Sayers, like Dewey, places the process of education above its content and purpose. We moderns are obsessed with methodology. We think that the way we do something is just as—if not more—important than what we are doing—or why we are doing it.

“[T]he ordinary pupil, whose formal education ends at 16,” she says, “will take the trivium only.” In other words, Sayers is advocating an education in which the process of learning constitutes its entirety. In the grammar stage, she says that the material studied, “is only of secondary importance.” She goes on to say that subjects “are all to be regarded as mere grist for the mental mill to work upon.”

She is taxonomical when it comes to how children learn, but anarchical when it comes to what they should learn. For Sayers, the tools of learning are not just the tools, but the totality. “For the sole true end of education,” she says, “is simply this: to teach men how to learn for themselves.”

Are we really to believe that the tools of learning are the only things that matter in an education? In classical education, the old liberal arts were important, but they were merely the “handmaids” of learning. They played only one role, and a subordinate one, in the drama of learning. They constituted its means, not its end. Sayers confuses the means of education with its end, or perhaps more accurately, she considers the means the end itself.

The Illusion of Technique

In the modern educational world, where technique trumps teaching, Sayers’ trivium provides classical educators with a method we can call our own. Instead of repudiating the Modern Madness of Method we settle for saying, “My method is better than your method.” This is not a classical impulse. The classical impulse is to focus primarily on the ideal person we are trying to form and the models by which this may be done, and only secondarily on the process by which this is accomplished.

It is not that Sayers’ insights are not valuable (they are) or that they should not be considered useful (they should). But we must realize that her insights are secondary, not primary, to the educational enterprise.

What Classical Education Is

Classical education is the inculcation of wisdom and virtue through a facility with the liberal arts and a familiarity with the Great Books. St. Thomas Aquinas defines wisdom as “ordering things rightly.” If we grant this, then the relation between Sayers’ trivium and classical education as it has always been conceived comes into better focus.

Process and content are not mutually exclusive. What is needed is a proper balance between the two, but a balance that places an unambiguous emphasis on the content that forms the student’s soul. We cannot exclude method altogether—that would not be wise. But neither can we exalt the process of education above its purpose.

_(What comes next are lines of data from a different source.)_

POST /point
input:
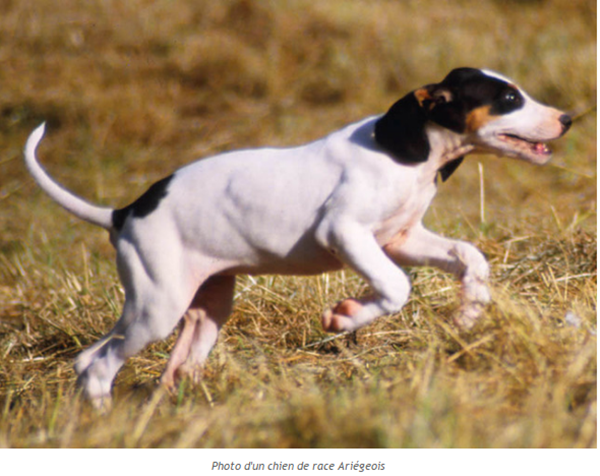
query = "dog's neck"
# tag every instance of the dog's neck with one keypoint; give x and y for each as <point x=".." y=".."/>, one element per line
<point x="445" y="146"/>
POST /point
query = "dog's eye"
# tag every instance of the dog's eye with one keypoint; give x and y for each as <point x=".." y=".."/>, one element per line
<point x="511" y="96"/>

How many times do we invoke Dorothy Sayers in contrast to the number of times we appeal to Shakespeare, Dante, Aristotle, St. Paul, and Homer? We have little justification to claim we are better than modern educators if all we do is replace an emphasis on Dewey with an emphasis on Dorothy Sayers. Make no mistake: Dorothy is better than Dewey. But neither one should trump the tradition. Neither one, however right or wrong, stands taller than the giants on whose shoulders we all stand.

If we articulate classical education as merely a method and fail to cast the vision of the Christian West as it has manifested itself in our literature, our science, and our history, then we will have replaced one modern mistake with a similar one no less modern.

As we strive to find the right words to describe what we are doing—to our fellow educators, to parents at our schools, and to ourselves—we need to properly balance the appeal of a sound method with an articulation of what that method is designed to achieve. We think that parents are going to respond to our Dorothy Sayers “three stages of learning” presentation, when, in fact, they will respond even more hungrily to our call for them to enroll themselves and their children in the fateful defense of Western Christian culture.

We live in the cultural twilight of a great civilization in which a growing darkness is increasingly blinding us to the wonders of creation and the nature of who we are as beings created in the image of God. It is a battle that will require far more than a mere method.